Jim Mabry

No. 56
- Position: Lineman

Personal information
- Born: 1966 (age 59–60)
- Listed height: 6 ft 5 in (1.96 m)
- Listed weight: 290 lb (132 kg)

Career information
- High school: Briarcrest (Memphis, Tennessee)
- College: Arkansas (1985–1989)

Awards and highlights
- Consensus All-American (1989); 2× First-team All-SWC (1988, 1989);

= Jim Mabry =

American football player (born 1966)

Jim Mabry (born 1966) is an American former football player. He played on both the offensive line and defensive line at Briarcrest Christian School in Memphis, Tennessee, from 1981 to 1985. He then attended the University of Arkansas and was an offensive tackle from 1985 to 1989. Following his senior season at Arkansas he was named a consensus All-American and appeared on the nationally televised Bob Hope Christmas special.

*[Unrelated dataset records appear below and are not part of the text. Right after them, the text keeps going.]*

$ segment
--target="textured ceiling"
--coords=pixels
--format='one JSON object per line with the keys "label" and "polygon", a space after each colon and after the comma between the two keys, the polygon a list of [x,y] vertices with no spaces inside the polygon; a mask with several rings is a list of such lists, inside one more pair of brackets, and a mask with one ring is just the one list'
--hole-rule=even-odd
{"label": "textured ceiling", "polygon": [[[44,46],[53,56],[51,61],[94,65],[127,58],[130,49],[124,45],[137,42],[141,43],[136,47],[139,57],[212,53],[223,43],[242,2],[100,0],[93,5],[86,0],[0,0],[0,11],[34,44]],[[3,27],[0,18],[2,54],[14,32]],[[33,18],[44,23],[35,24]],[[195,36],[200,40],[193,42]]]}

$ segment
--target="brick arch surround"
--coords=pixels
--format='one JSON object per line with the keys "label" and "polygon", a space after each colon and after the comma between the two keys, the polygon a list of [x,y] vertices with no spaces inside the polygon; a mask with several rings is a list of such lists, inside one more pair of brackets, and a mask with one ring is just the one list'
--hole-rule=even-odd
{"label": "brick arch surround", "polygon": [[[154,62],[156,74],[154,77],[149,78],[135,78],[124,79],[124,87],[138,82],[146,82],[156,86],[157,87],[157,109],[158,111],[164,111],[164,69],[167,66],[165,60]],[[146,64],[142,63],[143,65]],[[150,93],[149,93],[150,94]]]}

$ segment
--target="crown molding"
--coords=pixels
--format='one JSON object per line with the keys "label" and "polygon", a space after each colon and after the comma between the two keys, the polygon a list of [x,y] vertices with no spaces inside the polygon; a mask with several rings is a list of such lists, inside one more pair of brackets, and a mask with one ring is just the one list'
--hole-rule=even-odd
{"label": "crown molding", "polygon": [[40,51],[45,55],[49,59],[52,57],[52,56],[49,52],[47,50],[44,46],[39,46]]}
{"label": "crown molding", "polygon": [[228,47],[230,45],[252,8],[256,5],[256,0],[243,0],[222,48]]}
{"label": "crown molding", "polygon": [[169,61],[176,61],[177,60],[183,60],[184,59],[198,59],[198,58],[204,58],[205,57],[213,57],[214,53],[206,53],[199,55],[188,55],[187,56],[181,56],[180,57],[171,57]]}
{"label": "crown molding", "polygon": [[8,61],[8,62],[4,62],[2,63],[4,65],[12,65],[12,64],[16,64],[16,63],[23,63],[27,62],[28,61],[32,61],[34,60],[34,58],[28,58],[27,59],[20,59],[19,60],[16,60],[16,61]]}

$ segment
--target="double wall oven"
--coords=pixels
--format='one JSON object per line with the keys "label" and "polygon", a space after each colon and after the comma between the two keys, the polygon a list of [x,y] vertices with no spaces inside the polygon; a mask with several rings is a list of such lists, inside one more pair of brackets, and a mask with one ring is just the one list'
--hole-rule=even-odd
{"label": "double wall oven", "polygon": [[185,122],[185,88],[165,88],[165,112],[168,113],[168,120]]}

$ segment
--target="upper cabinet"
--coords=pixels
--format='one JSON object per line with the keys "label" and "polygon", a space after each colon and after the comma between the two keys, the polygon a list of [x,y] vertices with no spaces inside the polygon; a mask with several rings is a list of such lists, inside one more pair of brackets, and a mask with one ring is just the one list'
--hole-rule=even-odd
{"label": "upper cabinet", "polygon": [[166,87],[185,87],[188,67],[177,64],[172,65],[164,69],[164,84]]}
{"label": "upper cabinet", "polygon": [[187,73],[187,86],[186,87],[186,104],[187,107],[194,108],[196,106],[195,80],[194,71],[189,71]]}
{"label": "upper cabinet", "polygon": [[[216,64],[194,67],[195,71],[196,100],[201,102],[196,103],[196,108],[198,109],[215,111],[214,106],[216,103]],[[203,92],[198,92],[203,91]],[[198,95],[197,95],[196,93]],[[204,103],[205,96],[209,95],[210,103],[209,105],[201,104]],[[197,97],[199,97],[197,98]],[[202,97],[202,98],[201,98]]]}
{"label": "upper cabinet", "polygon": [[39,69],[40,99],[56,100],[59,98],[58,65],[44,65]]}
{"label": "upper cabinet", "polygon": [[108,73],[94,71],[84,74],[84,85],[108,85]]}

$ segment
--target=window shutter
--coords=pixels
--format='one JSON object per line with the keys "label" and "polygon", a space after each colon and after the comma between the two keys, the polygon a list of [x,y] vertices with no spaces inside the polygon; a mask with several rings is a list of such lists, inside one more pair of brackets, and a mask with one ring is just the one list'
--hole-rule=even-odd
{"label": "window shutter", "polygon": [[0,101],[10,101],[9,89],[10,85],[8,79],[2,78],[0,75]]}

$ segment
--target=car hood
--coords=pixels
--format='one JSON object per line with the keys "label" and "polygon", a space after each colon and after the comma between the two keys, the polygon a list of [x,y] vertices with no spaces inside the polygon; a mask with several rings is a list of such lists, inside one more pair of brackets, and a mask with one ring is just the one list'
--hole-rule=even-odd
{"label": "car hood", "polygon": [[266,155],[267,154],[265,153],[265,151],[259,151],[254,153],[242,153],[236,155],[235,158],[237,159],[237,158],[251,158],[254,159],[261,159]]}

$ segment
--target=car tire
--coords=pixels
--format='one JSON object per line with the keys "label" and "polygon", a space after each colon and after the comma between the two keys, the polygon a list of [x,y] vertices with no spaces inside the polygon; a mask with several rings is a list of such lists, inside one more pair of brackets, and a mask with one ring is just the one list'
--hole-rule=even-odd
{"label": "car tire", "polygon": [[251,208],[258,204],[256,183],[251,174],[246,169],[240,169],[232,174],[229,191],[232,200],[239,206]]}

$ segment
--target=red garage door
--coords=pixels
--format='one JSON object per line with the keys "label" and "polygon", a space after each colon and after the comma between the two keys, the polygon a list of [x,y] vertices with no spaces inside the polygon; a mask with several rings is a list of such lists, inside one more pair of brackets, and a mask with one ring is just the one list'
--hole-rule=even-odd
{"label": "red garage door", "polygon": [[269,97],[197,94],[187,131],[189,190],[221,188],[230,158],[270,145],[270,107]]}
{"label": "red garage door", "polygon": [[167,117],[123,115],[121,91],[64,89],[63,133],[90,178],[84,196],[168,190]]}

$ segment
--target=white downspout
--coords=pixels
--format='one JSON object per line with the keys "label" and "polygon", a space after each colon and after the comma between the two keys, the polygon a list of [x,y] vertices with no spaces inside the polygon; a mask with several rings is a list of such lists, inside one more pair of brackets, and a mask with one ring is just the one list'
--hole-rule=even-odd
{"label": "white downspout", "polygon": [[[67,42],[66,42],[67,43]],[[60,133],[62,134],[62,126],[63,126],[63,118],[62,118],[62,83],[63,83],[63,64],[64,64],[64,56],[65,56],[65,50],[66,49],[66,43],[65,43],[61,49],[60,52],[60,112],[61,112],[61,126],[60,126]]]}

Mabry lettered with the Razorbacks from 1986 to 1989, after redshirting in 1985. Mabry earned First Team All-Southwest Conference honors in 1988 and 1989 in addition to his First Team All-America honors in 1989. Mabry anchored an offensive line at left tackle that won back-to-back Southwest Conference championships in 1988 and 1989, and played in back-to-back Cotton Bowl Classic in those years. His blocking helped the Hogs average 453 yards per game in offense in 1989. Mabry is also a member of the 1980s Razorback all-decade team. He never played professional football.

Following his playing career, Mabry's jersey was retired (#56) at Briarcrest High. He also served as the honorary captain for the Arkansas-Auburn football game on October 15, 2005. He now resides in Little Rock, Arkansas.